Take home quotes and information gems:
- Good developers are the most scarce resource – optimise for this.
- Adrian hinted at no-ops at Netflix but his blog post “Ops, DevOps and PaaS (NoOps) at Netflix” expands on this.
- When setting out an architecture, Netflix use rules for “anti-architecture”. No dictation of you must use X to developers, just that your service shouldn’t be Y.
- Every developer ships a restful service and two developers per service.
- Code to fail fast, so service will call another service
- Developers use concept of circuit breakers so that service developers know which part fails
- Open sourcing code on github is great way to get developers to clean up code!

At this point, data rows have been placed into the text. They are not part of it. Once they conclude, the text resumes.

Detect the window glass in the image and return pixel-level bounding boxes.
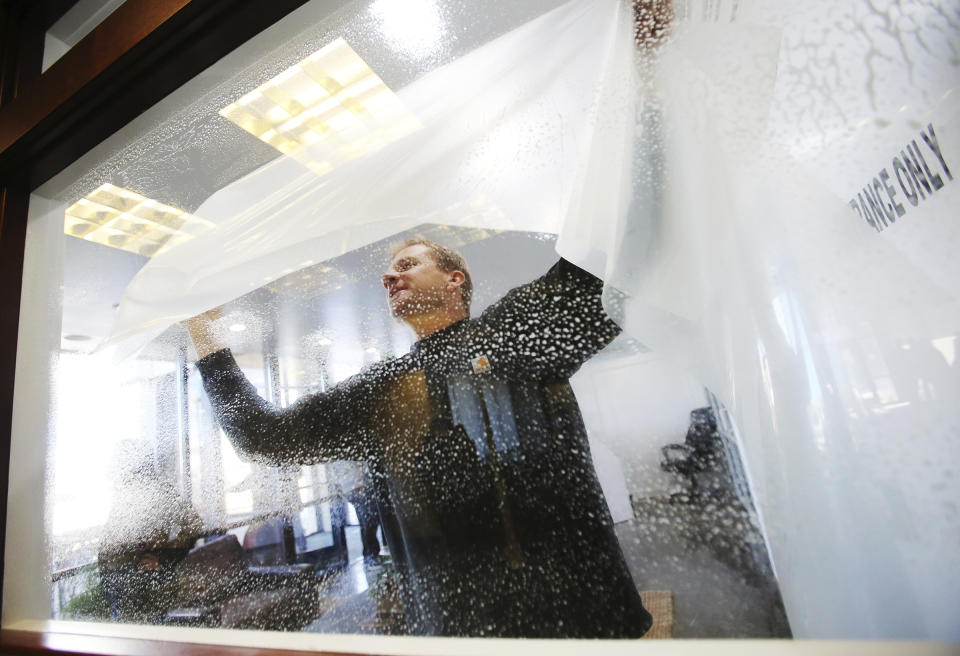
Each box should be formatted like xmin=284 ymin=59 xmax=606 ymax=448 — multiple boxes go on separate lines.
xmin=13 ymin=0 xmax=960 ymax=639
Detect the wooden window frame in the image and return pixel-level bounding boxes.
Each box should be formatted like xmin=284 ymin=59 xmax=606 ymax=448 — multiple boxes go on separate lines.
xmin=0 ymin=0 xmax=316 ymax=656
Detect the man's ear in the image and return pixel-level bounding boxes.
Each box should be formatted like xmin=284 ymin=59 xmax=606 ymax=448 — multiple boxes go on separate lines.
xmin=447 ymin=271 xmax=467 ymax=289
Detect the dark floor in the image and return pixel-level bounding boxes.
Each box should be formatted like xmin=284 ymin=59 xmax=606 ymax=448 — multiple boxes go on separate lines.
xmin=304 ymin=498 xmax=791 ymax=638
xmin=617 ymin=498 xmax=791 ymax=638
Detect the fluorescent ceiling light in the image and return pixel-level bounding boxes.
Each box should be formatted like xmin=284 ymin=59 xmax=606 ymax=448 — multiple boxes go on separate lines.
xmin=63 ymin=183 xmax=214 ymax=257
xmin=220 ymin=38 xmax=422 ymax=175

- A/B testing is baked in the netflix application as a restful service.
- Netflix release process is to spin up new machines with the new code on the same load balancer as live, gradually introduce traffic and if bad just remove the servers.
- Incident reviews (RCA) are low stress and good things.

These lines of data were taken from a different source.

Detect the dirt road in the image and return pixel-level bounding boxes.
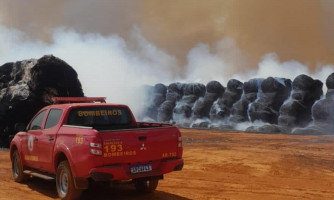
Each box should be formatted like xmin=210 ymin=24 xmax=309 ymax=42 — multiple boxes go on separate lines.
xmin=0 ymin=129 xmax=334 ymax=200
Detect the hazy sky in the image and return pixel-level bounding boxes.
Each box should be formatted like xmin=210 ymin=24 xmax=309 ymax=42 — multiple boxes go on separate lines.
xmin=0 ymin=0 xmax=334 ymax=68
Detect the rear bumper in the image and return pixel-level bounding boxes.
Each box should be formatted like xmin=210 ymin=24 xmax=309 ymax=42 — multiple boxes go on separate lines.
xmin=89 ymin=158 xmax=183 ymax=181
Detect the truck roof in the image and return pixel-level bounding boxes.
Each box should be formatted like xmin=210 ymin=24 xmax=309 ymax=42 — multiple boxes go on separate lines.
xmin=47 ymin=103 xmax=128 ymax=109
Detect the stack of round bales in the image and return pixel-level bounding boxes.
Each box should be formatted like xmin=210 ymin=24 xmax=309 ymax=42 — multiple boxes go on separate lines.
xmin=292 ymin=73 xmax=334 ymax=134
xmin=173 ymin=83 xmax=206 ymax=122
xmin=229 ymin=78 xmax=264 ymax=124
xmin=210 ymin=79 xmax=243 ymax=121
xmin=278 ymin=74 xmax=323 ymax=128
xmin=145 ymin=83 xmax=167 ymax=120
xmin=157 ymin=83 xmax=185 ymax=122
xmin=194 ymin=81 xmax=225 ymax=119
xmin=249 ymin=77 xmax=291 ymax=124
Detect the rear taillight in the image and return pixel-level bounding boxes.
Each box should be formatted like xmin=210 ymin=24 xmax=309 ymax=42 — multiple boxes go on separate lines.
xmin=178 ymin=136 xmax=182 ymax=148
xmin=89 ymin=142 xmax=102 ymax=156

- Auto scaling AWS is done on business metrics.
- Some AMI IOPS performance stats - Netflix get about 500 IOPS from m2.4xlarge and over 100,000 IOPs from a hi1.4xlarge!!

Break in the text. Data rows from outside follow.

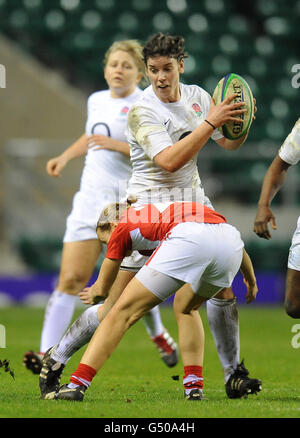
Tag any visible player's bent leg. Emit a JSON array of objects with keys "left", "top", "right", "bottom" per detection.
[
  {"left": 121, "top": 251, "right": 179, "bottom": 367},
  {"left": 173, "top": 284, "right": 206, "bottom": 401},
  {"left": 206, "top": 287, "right": 262, "bottom": 398},
  {"left": 23, "top": 239, "right": 101, "bottom": 374},
  {"left": 284, "top": 268, "right": 300, "bottom": 318},
  {"left": 40, "top": 239, "right": 101, "bottom": 352},
  {"left": 55, "top": 278, "right": 161, "bottom": 401},
  {"left": 39, "top": 271, "right": 134, "bottom": 399},
  {"left": 57, "top": 239, "right": 101, "bottom": 295}
]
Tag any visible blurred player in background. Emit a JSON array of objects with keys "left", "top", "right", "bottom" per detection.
[
  {"left": 254, "top": 119, "right": 300, "bottom": 318},
  {"left": 24, "top": 40, "right": 178, "bottom": 374},
  {"left": 39, "top": 34, "right": 261, "bottom": 398},
  {"left": 54, "top": 202, "right": 255, "bottom": 401}
]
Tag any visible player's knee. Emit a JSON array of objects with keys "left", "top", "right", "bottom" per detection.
[
  {"left": 284, "top": 299, "right": 300, "bottom": 319},
  {"left": 214, "top": 287, "right": 235, "bottom": 300},
  {"left": 57, "top": 274, "right": 87, "bottom": 295}
]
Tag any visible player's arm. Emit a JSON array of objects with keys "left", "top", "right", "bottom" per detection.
[
  {"left": 46, "top": 133, "right": 88, "bottom": 177},
  {"left": 79, "top": 258, "right": 122, "bottom": 304},
  {"left": 216, "top": 131, "right": 249, "bottom": 151},
  {"left": 88, "top": 134, "right": 130, "bottom": 157},
  {"left": 154, "top": 95, "right": 245, "bottom": 172},
  {"left": 253, "top": 155, "right": 290, "bottom": 240},
  {"left": 240, "top": 248, "right": 258, "bottom": 304}
]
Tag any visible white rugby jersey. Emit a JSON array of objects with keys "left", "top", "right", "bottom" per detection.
[
  {"left": 279, "top": 119, "right": 300, "bottom": 165},
  {"left": 81, "top": 88, "right": 142, "bottom": 192},
  {"left": 127, "top": 84, "right": 222, "bottom": 203}
]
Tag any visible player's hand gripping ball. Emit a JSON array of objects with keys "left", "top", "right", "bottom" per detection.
[{"left": 213, "top": 73, "right": 254, "bottom": 140}]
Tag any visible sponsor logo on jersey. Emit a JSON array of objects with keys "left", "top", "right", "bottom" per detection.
[
  {"left": 192, "top": 103, "right": 202, "bottom": 117},
  {"left": 121, "top": 106, "right": 129, "bottom": 116}
]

- Image bakery (for AMIs) is how they build and deploy, this is going to be open sourced
Continuous testing using the Monkeys
- Testing is continuous and on live using monkeys on different types depending on the test.
- Chaos monkey kills processes randomly to ensure stateless of the application. This runs from 9am to 3pm mon to fri on live instances
- Latency monkey introduces well latency into the application to ensure application is coded defensively to deal with this.
- Conformity monkey deletes stuff using the API that doesn’t conform.
- There is also a Chaos Gorilla which kills entire AWS zones! the first time Netflix did this it was really painful but they learned and the second time the zone migration was a lot smoother.
- Applications can opt out but generally they learn to opt-in to the chaos.
Netflix doesn’t use AWS for streaming
They rollout a custom built 4U server with terabytes of storage which they orchestrate from their AWS environment.
These 4U servers is Netflix rolling out it’s own CDN into ISPs – to save both Netflix and ISP bandwidth costs. Should CDN’s be worried..?
footnote #1 last year it was reported that AWS outaged last year took out netflix – it didn’t. They had a bug, which once fixed mean’t that the zone migration worked.
footnote#2 In the photo at the top, that’s me in the second row, red jacket slightly hidden!